One version of these unusual data are the »global anomalies«. These are structured quite differently compared to other observations in our data. The figure above shows a visualization of these anomalies. We can see that the points labeled X 1 and X 2 are far away from the other points.
Another type of anomalous data are the »local anomalies«. These are located near clusters of normal data, i.e. collections of non-anomalous data, but do not fall into these clusters. Clusters of anomalies are a different type of anomaly. In the figure above, C 2 could be such a cluster of anomalies. However, it depends on the use case whether it is really a cluster of anomalies or a cluster of normal data with lower frequency.
There are many applications where anomaly detection is used, for example in fraud detection. Here the anomalies correspond to cases of fraud. Use cases include detecting false information in records from care providers or emails from criminals, detecting abnormal medical conditions or patient behavior, detecting potential errors or machine failures, and much more.
Why Are Low Occurrence Features a Challenge for Anomaly Detection Algorithms?
What is the difference between small occurrences, which may also be insignificant, and anomalies? For the algorithm, a significantly less frequently occurring value of a characteristic is actually an anomaly.

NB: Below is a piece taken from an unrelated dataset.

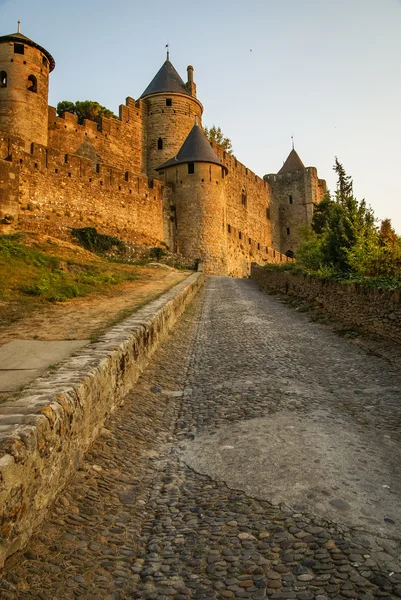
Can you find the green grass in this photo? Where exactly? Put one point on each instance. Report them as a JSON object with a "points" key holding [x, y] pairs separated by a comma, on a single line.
{"points": [[29, 272]]}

In our example, simply collecting the data and applying an algorithm to detect anomalies presents at least two challenges:
- Our data may contain a numeric column derived from different scales. In our example of the chain of stores selling Christmas trees to Germany, France and Hungary, we have currencies in euros or forints. In the raw data, 50 percent were sold to Germany, 42 percent to France and only eight percent to Hungary. Due to the exchange rate of the euro and forint, the amount for individual sales to Hungary is higher than to Germany or France. This is true even if the data is almost balanced. Now one might assume that converting the amount for Hungary solves this problem. But still we have the same anomalies, why?
- After the currency has been converted to Euro, the algorithm will no longer detect anomalies due to different scales. However, the amount of data in Hungary is still much smaller compared to Germany or France, which is why the system will recognize this data as anomalous.
In both cases, the observations in Hungary are a relatively small number of observations. Therefore, the algorithms that look for global outliers, i.e. a small number of observations that are far away from the others, will recognize them as anomalies. This explains why Hungary is no longer recognized as anomalous in balanced data with uniform currency.
We hope that anomaly algorithms are well implemented and you can get your Christmas tree in the store of your choice at fair conditions.